What is the timeline for erythropoietin release?

In acute hemorrhage the erythropoietin response is seen in about 6h, the reticulocyte count rises within 2-3 days, and peaks around 6-10 days.

50

What is a blood film used for?

Blood films are used to examine the morphological appearance of blood cells. This may be useful in the diagnosis of anemias and other disorders.

51

Why is erythropoiesis considered inefficient?

Because 10-15% of erythroblasts die in the marrow without producing any mature erythrocytes. Some anemias show an increased inefficiency of erythropoiesis.

52

How can the effectiveness of erythropoiesis be evaluated?

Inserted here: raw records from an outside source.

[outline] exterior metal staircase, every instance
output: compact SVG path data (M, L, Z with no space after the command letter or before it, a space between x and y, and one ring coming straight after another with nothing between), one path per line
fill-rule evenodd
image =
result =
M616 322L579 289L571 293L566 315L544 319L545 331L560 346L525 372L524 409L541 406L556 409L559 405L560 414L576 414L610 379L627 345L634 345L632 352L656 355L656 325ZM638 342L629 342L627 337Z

By examination of the bone marrow, hemaglobin levels, and reticulocyte levels.

53

How is total erythropoiesis assessed?

By examining the cellularity of the marrow for the myeloid:erythroid ratio (which is normally 2.5:1 to 12:1)

54

How is effective erythropoiesis assessed?

By the reticulocyte count. Usually the reticulocyte count increases in proportion to the degree of anemia when effective, If erythropoiesis is not effective then the reticulocyte count will not rise with anemia.